Based on AWS recommendations, role-based authentication is the preferred authentication mode for Redshift. However, you can use the HMAC Access Key ID and Secret Access Key as alternative authentication methods.

  1. Navigate to the IAM service page.
  2. Navigate to the Users navigation tab, and click Add users.
  3. Enter a User name for the service, for example, transfer-service and click Next
  4. Under Select AWS access type, select the Access key - Programmatic access option.
  5. Click Next > Permissions.
  6. Click the Attach existing policies directly option, and search for the name of the policy created in the Create Policy step.
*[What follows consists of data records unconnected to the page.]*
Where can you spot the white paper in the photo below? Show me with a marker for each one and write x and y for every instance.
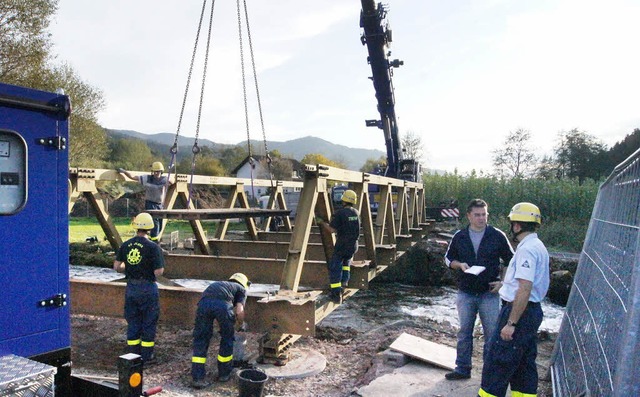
(475, 270)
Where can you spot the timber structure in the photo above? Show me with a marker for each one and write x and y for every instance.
(293, 260)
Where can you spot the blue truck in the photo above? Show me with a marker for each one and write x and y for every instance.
(35, 320)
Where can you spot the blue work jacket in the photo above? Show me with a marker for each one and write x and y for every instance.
(494, 246)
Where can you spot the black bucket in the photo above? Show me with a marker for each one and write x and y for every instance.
(251, 382)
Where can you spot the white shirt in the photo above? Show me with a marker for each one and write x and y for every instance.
(531, 263)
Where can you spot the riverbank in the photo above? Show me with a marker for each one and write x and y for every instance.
(351, 339)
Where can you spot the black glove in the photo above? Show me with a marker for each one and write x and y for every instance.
(243, 327)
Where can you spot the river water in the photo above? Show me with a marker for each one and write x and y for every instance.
(381, 304)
Select the policy.
  7. Click Next > Tags.
  8. Click Next > Review and click Create user.
  9. In the Success screen, record the Access key ID and the Secret access key.

Step 4: Add Your Destination

  1. After completing the initial setup, share your Redshift host address with a Zuora representative who will create a connection link for you.
  2. Using the connection link shared with you by Zuora, you can securely input your Redshift database details, including the cluster, schema, IAM role ARN, and staging bucket information, finalizing the setup for the connection.

    Sharing your Redshift host address is crucial for generating a secure link that permits only your specified host to access it, ensuring a high level of security. 

    Although this approach is complex, it is designed to safeguard your data. By embedding the host address into the link and making it unchangeable, we prevent any unauthorized attempts to redirect your data even if the link is intercepted.

  3. After you fill in all the required Redshift details through the provided link and test the connection, saving the destination will kickstart the onboarding process and begin transferring data.

Verification and Data Transfer

For AWS Redshift clusters, your data will be loaded into the specified database schema and tables that you have configured during the setup process. You can access and query this data directly within your Redshift cluster using SQL queries or through integrated analytics tools.

Format of Transferred Data

  • Data transferred to AWS Redshift clusters are loaded as properly typed tables within the specified schema. Each table corresponds to a distinct dataset or entity from your Zuora data.
  • In addition to the primary tables, a special_transfer_status table is created within the designated schema to capture transfer metadata. This table includes a transfer_last_updated_at timestamp for each dataset, providing insights into the timing of data updates.
  • The exact structure and organization of your transferred data within Redshift will be determined by the configurations that you have specified during the setup process. This ensures that your data is seamlessly integrated into your existing Redshift environment and ready for analysis and reporting.